Cut vegetables such as carrots, peppers, jicama, green beans and any of your favorites.

Spicy Sunflower Seeds
1 cup sunflower seeds (soaked overnight in good water)
Braggs liquid aminos
Real Salt
Powdered onion
Zip or cayenne peppe

Drain the seeds and place on dehydrator tray screen. Spray with Bragg’s . Dust with Real Salt, powdered onion, and Zip or cayenne. Dehydrate for 24-36 hours.

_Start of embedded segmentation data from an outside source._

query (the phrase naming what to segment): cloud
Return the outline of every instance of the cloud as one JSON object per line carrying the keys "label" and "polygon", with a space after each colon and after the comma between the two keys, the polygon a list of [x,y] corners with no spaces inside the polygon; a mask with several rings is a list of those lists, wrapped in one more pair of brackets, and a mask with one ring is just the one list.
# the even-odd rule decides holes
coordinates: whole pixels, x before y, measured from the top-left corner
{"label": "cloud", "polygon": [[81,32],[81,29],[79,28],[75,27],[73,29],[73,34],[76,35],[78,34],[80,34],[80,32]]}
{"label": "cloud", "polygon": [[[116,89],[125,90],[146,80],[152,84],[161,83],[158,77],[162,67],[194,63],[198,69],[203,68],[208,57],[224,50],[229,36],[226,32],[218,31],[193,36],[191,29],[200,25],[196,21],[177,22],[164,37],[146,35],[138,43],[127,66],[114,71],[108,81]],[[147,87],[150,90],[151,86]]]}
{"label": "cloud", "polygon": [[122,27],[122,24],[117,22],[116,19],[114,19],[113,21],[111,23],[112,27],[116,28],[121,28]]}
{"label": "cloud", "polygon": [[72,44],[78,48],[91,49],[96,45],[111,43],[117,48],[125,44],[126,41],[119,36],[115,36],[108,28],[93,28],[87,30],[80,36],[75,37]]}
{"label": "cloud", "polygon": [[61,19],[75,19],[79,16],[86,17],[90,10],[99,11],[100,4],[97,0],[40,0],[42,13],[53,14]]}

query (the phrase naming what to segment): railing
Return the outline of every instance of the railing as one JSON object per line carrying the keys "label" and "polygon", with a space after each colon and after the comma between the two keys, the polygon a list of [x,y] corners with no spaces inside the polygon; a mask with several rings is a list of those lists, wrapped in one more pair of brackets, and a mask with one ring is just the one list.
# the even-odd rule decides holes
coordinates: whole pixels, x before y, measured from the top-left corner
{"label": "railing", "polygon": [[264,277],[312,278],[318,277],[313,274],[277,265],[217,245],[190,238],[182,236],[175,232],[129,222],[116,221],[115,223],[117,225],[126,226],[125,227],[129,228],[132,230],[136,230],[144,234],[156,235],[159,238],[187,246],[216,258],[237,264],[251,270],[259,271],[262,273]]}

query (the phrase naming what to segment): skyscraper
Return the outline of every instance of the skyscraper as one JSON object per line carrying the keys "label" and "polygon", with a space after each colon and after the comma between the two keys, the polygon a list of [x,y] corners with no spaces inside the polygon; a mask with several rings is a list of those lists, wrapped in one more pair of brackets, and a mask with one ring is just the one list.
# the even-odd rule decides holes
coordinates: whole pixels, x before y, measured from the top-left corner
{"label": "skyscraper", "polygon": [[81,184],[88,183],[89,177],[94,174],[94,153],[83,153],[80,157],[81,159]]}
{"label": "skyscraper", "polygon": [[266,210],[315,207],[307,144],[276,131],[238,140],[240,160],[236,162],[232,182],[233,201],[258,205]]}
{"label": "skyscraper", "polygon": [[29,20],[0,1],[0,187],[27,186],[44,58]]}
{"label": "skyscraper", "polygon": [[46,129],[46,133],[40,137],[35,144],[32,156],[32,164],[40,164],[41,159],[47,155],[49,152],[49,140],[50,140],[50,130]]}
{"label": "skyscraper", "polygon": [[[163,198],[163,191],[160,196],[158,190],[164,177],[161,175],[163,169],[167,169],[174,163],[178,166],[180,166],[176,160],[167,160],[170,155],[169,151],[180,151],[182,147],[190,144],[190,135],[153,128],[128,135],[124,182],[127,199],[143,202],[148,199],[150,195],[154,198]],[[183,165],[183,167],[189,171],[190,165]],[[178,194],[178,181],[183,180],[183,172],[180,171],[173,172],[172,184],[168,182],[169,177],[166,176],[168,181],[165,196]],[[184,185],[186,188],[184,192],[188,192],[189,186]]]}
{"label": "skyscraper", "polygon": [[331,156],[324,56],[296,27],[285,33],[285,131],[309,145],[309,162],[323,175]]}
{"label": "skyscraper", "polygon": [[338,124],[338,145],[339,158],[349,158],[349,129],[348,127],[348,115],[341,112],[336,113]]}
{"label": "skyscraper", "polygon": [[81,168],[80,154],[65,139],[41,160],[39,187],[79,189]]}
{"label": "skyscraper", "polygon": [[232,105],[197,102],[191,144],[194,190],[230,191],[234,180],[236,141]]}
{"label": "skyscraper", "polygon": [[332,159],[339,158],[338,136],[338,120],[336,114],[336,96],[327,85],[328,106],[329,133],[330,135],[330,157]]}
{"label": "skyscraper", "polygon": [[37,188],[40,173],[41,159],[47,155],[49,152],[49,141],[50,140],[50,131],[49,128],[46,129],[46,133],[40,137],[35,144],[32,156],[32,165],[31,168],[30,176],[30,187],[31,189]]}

Tofu Hummus and veggie sticks

8 oz tofu
½ cup raw tahini
½ lemon, juiced
1 tsp cumin
2-3 sun dried peppers or tomatoes
1 clove garlic
½ tsp real salt
Blend all ingredients together

Almond Milk
1 cups fresh, raw almonds
Liter pure water (plus or minus depending upon how creamy you like it)
4-6 ice cubes to keep milk from heating in high speed blending
Nut bag (best, and worth it to buy), nylon stocking, or cheese cloth for straining

Soak almonds overnight in good water and Real Salt. Rinse and drain. Place the almonds into blender unit. Then add pure water. Blend on high speed until you have a white, creamy looking milk. Take a nylon stocking (clean, white) or fine cheese cloth. Strain the mixture through into bowl or pan. Squeeze with your hands to ge the last of the milk through and think with water to desired consistency. Drink as is or use in soups, shakes or puddings.

On the run

Stuff salad into a sprouted tortilla and make a wrap. Always remember to carry oil and real salt with you if you decide to eat out.

Make good choices for lunch and customize your salad. Either bring an avocado or make sure they have some available. Ask for lemon to complete your dressing.